What it feels like to have poor communication skills in a meeting
hub.bsI strongly disagree with the article. The engineer (in the video) shows good skills in communicating with the other people and takes their obviously silly requests seriously. At one point he has to explain that geometry itself is rendering the request impossible. Many problems could be resolved if businesspeople were forced to understand some technical aspects of what they are in control of, rather than forcing engineers to dumb-down complex technical solutions for people who don't really care what is behind it.
Being a software developer in an enterprise is often like being Top Gear's James May when he has to explain something to Jeremy.
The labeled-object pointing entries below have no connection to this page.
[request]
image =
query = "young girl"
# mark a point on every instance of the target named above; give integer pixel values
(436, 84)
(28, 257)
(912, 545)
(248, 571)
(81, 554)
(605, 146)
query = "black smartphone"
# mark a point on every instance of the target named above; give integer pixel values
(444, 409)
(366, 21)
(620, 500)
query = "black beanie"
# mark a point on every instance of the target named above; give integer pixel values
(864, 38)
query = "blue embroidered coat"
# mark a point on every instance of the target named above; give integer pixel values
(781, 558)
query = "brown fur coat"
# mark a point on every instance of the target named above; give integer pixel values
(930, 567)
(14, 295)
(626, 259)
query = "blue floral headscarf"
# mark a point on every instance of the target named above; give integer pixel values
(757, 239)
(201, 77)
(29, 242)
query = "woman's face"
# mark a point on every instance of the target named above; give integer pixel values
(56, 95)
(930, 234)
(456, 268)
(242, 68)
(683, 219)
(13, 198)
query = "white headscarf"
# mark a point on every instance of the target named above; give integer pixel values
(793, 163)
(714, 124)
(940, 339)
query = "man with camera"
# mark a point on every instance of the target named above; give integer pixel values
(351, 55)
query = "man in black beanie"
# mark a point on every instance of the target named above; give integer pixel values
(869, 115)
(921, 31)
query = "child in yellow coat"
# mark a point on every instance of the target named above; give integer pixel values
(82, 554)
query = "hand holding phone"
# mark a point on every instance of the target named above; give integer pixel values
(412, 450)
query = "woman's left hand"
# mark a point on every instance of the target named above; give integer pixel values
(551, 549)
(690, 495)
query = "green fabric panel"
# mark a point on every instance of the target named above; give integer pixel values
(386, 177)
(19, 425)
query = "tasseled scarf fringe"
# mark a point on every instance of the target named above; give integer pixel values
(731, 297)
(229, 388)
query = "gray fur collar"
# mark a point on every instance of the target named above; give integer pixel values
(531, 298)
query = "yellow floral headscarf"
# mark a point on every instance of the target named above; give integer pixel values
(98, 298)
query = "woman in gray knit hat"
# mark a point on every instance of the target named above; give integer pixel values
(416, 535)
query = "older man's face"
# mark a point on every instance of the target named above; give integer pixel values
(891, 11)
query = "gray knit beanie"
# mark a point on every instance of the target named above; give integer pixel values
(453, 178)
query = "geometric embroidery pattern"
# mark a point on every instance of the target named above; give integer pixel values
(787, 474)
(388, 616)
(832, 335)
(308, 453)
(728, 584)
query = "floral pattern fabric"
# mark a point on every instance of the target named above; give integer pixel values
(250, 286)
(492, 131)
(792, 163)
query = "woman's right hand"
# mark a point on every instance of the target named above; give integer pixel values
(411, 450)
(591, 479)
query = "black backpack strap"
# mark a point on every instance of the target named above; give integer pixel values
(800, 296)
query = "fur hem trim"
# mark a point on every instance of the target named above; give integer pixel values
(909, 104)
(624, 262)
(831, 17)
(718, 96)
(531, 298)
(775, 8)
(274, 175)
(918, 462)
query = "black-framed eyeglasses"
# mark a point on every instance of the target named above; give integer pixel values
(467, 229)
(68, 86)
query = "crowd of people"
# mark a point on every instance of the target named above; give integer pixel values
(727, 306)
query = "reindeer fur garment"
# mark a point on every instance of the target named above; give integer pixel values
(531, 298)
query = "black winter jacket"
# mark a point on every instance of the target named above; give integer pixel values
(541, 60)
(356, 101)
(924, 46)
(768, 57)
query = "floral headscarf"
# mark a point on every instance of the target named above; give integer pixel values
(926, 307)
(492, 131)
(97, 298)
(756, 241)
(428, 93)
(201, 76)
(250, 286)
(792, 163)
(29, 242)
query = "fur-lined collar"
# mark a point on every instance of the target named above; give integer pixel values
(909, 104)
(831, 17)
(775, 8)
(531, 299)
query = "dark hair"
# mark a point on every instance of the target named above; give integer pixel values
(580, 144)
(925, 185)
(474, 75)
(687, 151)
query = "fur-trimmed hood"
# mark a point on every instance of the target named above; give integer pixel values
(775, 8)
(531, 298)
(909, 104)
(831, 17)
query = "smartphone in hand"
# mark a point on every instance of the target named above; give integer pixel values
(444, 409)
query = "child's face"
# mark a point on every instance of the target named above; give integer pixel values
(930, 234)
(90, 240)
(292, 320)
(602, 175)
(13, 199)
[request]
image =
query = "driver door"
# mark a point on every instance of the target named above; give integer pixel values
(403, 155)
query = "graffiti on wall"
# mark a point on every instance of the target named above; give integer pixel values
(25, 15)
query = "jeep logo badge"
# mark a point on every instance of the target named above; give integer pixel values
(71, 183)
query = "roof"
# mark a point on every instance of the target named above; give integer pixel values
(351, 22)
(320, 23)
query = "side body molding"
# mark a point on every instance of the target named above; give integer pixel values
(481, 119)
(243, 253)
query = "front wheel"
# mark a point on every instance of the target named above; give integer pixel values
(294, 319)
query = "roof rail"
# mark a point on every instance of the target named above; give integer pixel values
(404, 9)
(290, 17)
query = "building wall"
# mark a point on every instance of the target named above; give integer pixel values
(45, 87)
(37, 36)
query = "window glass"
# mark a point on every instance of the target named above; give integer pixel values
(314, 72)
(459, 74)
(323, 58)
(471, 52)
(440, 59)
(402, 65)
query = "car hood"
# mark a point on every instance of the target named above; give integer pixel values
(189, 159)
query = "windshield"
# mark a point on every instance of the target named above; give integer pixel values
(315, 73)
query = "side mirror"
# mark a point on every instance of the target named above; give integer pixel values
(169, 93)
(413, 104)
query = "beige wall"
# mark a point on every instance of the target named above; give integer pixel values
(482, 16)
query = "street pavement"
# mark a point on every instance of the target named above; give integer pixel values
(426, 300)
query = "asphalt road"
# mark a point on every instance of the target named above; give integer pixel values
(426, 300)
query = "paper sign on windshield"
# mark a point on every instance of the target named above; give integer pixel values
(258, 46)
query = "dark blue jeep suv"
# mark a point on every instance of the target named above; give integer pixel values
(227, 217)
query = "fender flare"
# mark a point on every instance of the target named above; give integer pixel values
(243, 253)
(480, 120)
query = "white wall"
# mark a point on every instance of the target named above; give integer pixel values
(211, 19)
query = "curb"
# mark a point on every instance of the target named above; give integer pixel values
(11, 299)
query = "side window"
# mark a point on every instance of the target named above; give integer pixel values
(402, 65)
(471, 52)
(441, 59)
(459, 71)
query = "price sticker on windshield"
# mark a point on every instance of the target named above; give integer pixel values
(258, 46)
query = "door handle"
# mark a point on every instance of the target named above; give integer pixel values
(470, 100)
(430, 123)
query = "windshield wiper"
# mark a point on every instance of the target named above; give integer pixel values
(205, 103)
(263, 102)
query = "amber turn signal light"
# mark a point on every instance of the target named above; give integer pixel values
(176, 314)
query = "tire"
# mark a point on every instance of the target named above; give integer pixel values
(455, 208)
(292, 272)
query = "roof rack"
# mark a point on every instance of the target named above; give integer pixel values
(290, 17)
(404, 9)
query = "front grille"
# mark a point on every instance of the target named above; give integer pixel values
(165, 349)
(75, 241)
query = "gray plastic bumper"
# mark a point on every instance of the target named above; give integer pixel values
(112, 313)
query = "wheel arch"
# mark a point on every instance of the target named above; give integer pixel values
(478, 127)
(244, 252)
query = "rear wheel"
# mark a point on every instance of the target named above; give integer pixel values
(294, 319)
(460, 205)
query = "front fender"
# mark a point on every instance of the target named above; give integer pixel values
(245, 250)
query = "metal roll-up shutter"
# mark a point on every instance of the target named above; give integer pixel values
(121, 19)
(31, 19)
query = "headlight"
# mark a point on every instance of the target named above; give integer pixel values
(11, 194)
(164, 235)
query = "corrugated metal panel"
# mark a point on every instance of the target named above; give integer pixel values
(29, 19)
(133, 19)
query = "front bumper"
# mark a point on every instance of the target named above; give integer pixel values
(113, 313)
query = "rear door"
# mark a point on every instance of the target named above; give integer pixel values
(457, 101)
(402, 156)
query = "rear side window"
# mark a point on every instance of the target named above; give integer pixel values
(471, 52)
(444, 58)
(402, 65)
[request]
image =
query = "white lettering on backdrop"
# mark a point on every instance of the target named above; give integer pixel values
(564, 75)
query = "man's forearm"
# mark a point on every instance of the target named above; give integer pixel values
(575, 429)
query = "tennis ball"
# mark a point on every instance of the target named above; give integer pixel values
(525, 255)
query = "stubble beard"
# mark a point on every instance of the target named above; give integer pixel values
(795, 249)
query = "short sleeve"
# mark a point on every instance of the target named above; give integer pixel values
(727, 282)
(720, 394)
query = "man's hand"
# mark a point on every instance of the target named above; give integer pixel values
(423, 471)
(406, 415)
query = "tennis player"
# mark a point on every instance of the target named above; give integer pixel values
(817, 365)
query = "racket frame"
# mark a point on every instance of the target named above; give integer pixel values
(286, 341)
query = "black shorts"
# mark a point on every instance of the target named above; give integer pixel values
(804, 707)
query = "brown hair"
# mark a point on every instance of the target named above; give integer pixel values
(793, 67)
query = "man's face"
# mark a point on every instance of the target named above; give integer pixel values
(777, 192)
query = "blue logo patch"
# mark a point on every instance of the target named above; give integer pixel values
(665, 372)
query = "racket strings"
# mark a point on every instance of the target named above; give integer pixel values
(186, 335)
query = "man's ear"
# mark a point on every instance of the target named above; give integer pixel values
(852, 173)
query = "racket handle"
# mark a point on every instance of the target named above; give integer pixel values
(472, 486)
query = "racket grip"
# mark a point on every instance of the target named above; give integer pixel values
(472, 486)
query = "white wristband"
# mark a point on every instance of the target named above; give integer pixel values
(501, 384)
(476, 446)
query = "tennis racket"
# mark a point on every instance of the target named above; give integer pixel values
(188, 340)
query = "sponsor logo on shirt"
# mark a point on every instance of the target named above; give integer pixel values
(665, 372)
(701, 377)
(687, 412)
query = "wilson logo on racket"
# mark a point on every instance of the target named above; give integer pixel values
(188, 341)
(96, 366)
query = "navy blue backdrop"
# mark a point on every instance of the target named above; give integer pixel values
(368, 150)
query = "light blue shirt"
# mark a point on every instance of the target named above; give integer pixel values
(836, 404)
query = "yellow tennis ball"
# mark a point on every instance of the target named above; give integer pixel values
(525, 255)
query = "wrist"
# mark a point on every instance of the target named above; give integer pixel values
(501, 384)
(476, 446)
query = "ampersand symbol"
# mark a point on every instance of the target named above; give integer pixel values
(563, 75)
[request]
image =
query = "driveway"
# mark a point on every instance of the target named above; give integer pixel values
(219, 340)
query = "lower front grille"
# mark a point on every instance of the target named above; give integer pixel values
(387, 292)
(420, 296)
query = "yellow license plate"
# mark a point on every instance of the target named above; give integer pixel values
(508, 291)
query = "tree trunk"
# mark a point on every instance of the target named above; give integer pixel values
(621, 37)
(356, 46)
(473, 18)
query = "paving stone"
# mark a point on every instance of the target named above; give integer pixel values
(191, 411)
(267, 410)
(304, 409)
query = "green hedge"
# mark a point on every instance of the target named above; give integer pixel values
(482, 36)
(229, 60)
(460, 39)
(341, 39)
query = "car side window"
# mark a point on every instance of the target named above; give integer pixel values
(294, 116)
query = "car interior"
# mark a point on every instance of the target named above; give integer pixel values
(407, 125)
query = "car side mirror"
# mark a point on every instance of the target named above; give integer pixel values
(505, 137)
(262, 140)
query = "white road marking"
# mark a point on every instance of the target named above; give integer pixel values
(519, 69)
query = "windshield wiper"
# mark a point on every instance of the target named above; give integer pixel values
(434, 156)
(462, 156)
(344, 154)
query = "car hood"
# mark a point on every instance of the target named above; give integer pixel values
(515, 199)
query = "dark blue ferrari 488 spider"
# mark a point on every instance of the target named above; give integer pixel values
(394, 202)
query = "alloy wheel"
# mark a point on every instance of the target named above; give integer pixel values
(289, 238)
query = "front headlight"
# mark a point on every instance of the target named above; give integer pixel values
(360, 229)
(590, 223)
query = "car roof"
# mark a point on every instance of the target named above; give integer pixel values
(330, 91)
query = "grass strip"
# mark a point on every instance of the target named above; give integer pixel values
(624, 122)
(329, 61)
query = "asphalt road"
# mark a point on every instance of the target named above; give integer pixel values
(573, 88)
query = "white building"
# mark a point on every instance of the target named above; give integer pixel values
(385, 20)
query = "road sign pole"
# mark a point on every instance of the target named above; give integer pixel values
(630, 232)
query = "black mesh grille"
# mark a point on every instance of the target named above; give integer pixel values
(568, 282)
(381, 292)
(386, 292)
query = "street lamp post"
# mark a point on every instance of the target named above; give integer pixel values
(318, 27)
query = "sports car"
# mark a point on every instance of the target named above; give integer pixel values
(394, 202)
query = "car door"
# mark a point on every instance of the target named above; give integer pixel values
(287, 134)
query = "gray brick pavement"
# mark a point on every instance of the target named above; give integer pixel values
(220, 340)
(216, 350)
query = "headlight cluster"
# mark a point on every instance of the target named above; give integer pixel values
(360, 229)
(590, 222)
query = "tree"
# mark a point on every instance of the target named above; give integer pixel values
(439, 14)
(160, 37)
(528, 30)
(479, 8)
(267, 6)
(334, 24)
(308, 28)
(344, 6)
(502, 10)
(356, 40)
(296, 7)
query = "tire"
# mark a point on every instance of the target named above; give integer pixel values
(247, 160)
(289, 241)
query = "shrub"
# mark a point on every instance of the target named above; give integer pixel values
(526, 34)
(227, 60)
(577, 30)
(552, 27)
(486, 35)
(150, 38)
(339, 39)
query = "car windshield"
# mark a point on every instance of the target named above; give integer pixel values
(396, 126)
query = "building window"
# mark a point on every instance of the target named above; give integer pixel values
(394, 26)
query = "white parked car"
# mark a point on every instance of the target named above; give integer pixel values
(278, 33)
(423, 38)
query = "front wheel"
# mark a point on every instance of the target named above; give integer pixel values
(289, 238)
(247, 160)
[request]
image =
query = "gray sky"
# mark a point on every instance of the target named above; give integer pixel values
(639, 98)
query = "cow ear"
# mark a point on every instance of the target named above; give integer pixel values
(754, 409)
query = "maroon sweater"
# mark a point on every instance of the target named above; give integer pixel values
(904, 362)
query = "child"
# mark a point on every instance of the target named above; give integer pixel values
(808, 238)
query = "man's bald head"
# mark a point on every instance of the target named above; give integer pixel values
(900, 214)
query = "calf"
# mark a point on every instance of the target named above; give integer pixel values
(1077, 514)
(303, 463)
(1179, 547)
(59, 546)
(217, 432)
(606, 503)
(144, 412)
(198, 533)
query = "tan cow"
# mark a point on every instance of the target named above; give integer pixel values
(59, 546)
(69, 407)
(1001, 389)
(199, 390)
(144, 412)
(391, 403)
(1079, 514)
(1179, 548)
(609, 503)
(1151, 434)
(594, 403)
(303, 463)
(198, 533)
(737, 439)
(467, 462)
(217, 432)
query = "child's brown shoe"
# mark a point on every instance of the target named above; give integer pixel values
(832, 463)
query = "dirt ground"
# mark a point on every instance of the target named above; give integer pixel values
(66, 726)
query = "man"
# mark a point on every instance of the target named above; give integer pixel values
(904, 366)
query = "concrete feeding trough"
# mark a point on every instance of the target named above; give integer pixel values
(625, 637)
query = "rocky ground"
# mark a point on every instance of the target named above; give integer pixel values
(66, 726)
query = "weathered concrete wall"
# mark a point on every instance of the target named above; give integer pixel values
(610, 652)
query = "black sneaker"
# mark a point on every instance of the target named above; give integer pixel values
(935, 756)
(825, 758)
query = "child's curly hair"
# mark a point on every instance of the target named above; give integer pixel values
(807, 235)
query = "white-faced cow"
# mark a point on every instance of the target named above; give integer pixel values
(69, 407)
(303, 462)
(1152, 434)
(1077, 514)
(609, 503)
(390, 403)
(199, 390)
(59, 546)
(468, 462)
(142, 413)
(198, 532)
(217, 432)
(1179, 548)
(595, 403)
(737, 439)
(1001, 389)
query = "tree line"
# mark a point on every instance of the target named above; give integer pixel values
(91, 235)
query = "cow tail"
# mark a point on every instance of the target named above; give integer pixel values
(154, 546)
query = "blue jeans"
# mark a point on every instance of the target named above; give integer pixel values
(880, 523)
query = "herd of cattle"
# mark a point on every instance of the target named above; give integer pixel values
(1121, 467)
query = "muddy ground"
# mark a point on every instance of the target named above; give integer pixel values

The video is funny because the requests are obviously logical impossibilities.
But what usually happens when these meetings go bad is that the client is just not very good at expressing what they really want, but try to use technical terms anyway. The engineer gets hung up reacting to and debating the literal possibility of what they heard, instead of treating it as an exercise in translating from an alien tongue.
Edit to add: This is where agile/rapid prototyping can help too. Imagine coming back to this client a couple days later with a red cross on a piece of paper and saying, "The 3rd line is pointing straight at you, so you just see the end--this point here in the middle. And you can't see the other lines because they've been deployed into the 4th, 5th, 6th, and 7th dimensions to maintain perpendicularity. Now let's test some business scenarios." It might turn out those other lines were not needed at all. Or some user testing might show that the color actually does not matter. Etc. (I love to play with bad metaphors.)
"relishing in having squirreled away knowledge from your coworkers isn’t productive or healthy."
Did we watch the same video? In what way did you interpret the character's behavior as trying to "squirrel away knowledge?"
Maybe he feels that the protagonist was hoarding the secrets of geometry and color, and that if only he had better communication skills everyone else in the room would suddenly realize the internal inconsistencies of their specification.